Толстой очень любил подводить многочисленные рациональные обоснования под свои убеждения. Это видно в его поздних работах, где он подробно, как будто загибая пальцы, подсчитывает, почему ненасилие лучше насилия, почему правильнее не подчиняться преступным приказам, – и перечисляет, каковы будут выгоды и невыгоды различных поступков. Но даже в одном из своих последних произведений, знаменитом публицистическом выкрике «Не могу молчать» Толстой начинает с того, что просто описывает казнь. И здесь, в работе 80-летнего писателя, который к тому времени уже пришел к отрицанию своего предыдущего творчества, все равно самым ярким доводом против казни становится это вымышленное, вымученное, воображенное им преступление:
Двенадцать человек из тех самых людей, трудами которых мы живем, тех самых, которых мы всеми силами развращали и развращаем, начиная от яда водки и до той ужасной лжи веры, в которую мы не верим, но которую стараемся всеми силами внушить им, – двенадцать таких людей задушены веревками теми самыми людьми, которых они кормят, и одевают, и обстраивают и которые развращали и развращают их. Двенадцать мужей, отцов, сыновей, тех людей, на доброте, трудолюбии, простоте которых только и держится русская жизнь, схватили, посадили в тюрьмы, заковали в ножные кандалы. Потом связали им за спиной руки, чтобы они не могли хвататься за веревку, на которой их будут вешать, и привели под виселицы. Несколько таких же крестьян, как и те, которых будут вешать, только вооруженные и одетые в хорошие сапоги и чистые мундиры, с ружьями в руках, сопровождают приговоренных. Рядом с приговоренными, в парчовой ризе и в эпитрахили, с крестом в руке идет человек с длинными волосами. Шествие останавливается. Руководитель всего дела говорит что-то, секретарь читает бумагу, и когда бумага прочтена, человек с длинными волосами, обращаясь к тем людям, которых другие люди собираются удушить веревками, говорит что-то о боге и Христе. Тотчас же после этих слов палачи – их несколько, один не может управиться с таким сложным делом, – разведя мыло и намылив петли веревок, чтобы лучше затягивались, берутся за закованных, надевают на них саваны, взводят на помост с виселицами и накладывают на шеи веревочные петли.

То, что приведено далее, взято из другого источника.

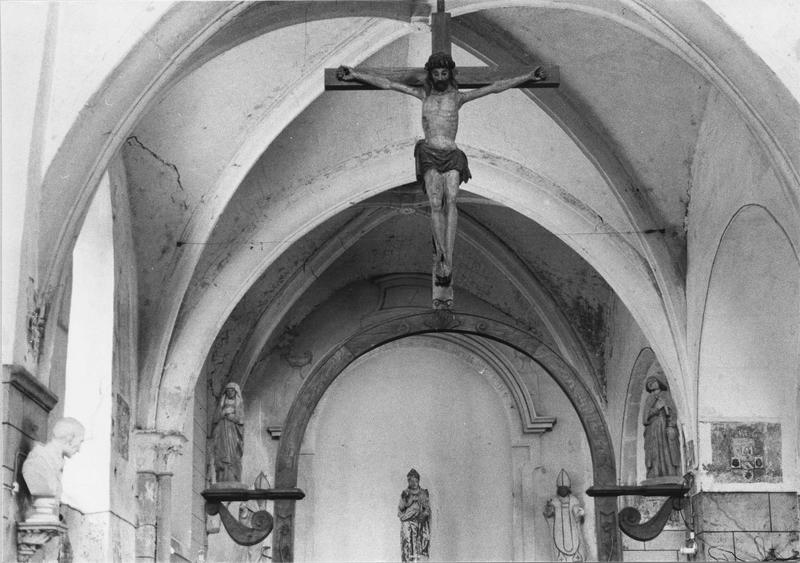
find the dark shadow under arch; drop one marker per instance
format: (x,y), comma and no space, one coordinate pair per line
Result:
(630,417)
(373,336)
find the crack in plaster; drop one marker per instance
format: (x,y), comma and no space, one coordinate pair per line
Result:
(134,139)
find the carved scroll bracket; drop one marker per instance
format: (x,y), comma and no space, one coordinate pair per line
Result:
(31,536)
(262,521)
(630,518)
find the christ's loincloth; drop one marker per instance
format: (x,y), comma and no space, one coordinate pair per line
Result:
(442,160)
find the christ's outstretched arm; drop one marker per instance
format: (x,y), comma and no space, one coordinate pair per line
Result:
(347,73)
(535,75)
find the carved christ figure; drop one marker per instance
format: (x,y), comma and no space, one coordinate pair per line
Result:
(441,165)
(662,453)
(414,511)
(227,435)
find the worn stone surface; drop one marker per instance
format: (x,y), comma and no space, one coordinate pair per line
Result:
(783,513)
(746,452)
(755,546)
(650,555)
(732,511)
(714,546)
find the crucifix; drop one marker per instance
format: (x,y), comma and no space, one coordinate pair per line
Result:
(440,165)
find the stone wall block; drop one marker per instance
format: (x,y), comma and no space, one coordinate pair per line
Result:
(722,512)
(651,556)
(715,546)
(783,512)
(667,540)
(147,498)
(145,541)
(754,546)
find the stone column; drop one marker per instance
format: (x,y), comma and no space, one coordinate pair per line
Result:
(156,453)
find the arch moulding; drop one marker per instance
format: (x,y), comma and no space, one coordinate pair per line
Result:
(380,333)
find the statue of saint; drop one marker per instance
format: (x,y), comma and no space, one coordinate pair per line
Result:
(439,162)
(662,452)
(565,516)
(414,512)
(44,466)
(227,435)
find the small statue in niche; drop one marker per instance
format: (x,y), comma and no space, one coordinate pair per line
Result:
(662,453)
(227,435)
(565,516)
(414,512)
(44,466)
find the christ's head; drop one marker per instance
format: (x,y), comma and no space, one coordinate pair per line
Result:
(441,69)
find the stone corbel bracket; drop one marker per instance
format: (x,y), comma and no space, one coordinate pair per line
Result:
(630,518)
(262,520)
(33,535)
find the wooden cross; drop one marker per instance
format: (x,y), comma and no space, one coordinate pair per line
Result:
(468,77)
(408,80)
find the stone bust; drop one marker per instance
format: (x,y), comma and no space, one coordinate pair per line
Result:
(43,467)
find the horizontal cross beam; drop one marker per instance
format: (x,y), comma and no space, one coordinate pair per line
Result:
(467,77)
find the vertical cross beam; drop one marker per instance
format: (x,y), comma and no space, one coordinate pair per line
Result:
(440,30)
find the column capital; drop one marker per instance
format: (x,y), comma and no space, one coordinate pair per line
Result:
(157,451)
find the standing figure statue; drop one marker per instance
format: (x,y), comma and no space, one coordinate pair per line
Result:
(227,435)
(44,466)
(662,452)
(414,512)
(565,516)
(439,162)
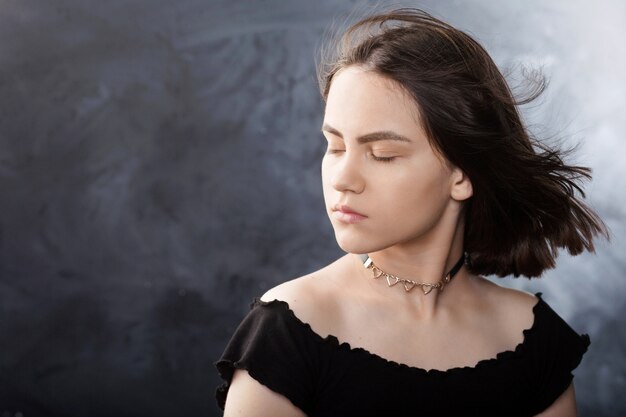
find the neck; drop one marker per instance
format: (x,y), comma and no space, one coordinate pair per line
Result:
(424,262)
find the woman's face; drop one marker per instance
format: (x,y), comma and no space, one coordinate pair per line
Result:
(402,199)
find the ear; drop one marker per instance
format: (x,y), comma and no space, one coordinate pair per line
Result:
(461,185)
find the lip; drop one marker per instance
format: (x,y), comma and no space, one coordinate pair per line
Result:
(346,214)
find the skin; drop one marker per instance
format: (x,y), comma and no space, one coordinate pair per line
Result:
(414,228)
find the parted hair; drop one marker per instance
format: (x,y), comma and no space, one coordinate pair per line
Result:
(524,205)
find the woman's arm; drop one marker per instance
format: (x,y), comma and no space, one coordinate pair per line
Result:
(564,406)
(247,397)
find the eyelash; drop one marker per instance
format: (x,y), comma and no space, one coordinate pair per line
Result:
(376,158)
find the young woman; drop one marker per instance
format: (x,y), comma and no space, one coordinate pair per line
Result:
(430,181)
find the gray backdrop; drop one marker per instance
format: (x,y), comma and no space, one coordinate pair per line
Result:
(159,167)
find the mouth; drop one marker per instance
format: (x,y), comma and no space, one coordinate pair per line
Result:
(346,214)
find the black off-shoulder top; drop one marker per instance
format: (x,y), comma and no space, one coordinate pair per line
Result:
(324,377)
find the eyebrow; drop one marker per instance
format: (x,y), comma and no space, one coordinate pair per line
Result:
(370,137)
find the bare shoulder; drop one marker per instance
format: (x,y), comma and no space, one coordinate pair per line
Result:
(513,308)
(308,297)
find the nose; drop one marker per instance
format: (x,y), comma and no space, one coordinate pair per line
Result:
(346,174)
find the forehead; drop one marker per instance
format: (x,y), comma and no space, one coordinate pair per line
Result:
(360,100)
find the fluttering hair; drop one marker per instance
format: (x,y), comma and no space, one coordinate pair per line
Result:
(525,203)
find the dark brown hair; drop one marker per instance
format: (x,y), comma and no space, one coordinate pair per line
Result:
(524,205)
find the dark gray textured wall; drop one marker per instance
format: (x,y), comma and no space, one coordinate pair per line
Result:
(159,166)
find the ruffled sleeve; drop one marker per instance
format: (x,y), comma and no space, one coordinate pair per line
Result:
(271,345)
(556,350)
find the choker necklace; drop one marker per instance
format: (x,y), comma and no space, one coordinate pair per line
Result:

И вот, один за другим, живые люди сталкиваются с выдернутых из-под их ног скамеек и своею тяжестью сразу затягивают на своей шее петли и мучительно задыхаются. За минуту еще перед этим живые люди превращаются в висящие на веревках мертвые тела, которые сначала медленно покачиваются, потом замирают в неподвижности…
…Врач обходит тела, ощупывает и докладывает начальству, что дело совершено, как должно: все двенадцать человек несомненно мертвы. И начальство удаляется к своим обычным занятиям с сознанием добросовестно исполненного, хотя и тяжелого, но необходимого дела. Застывшие тела снимают и зарывают.
Главный аргумент, высказанный русской (и не только русской) литературой против казни, можно выразить словами князя Мышкина: «Кто сказал, что человеческая природа в состоянии вынести это без сумасшествия? Зачем такое ругательство, безобразное, ненужное, напрасное?.. Об этой муке и об этом ужасе и Христос говорил. Нет, с человеком так нельзя поступать!»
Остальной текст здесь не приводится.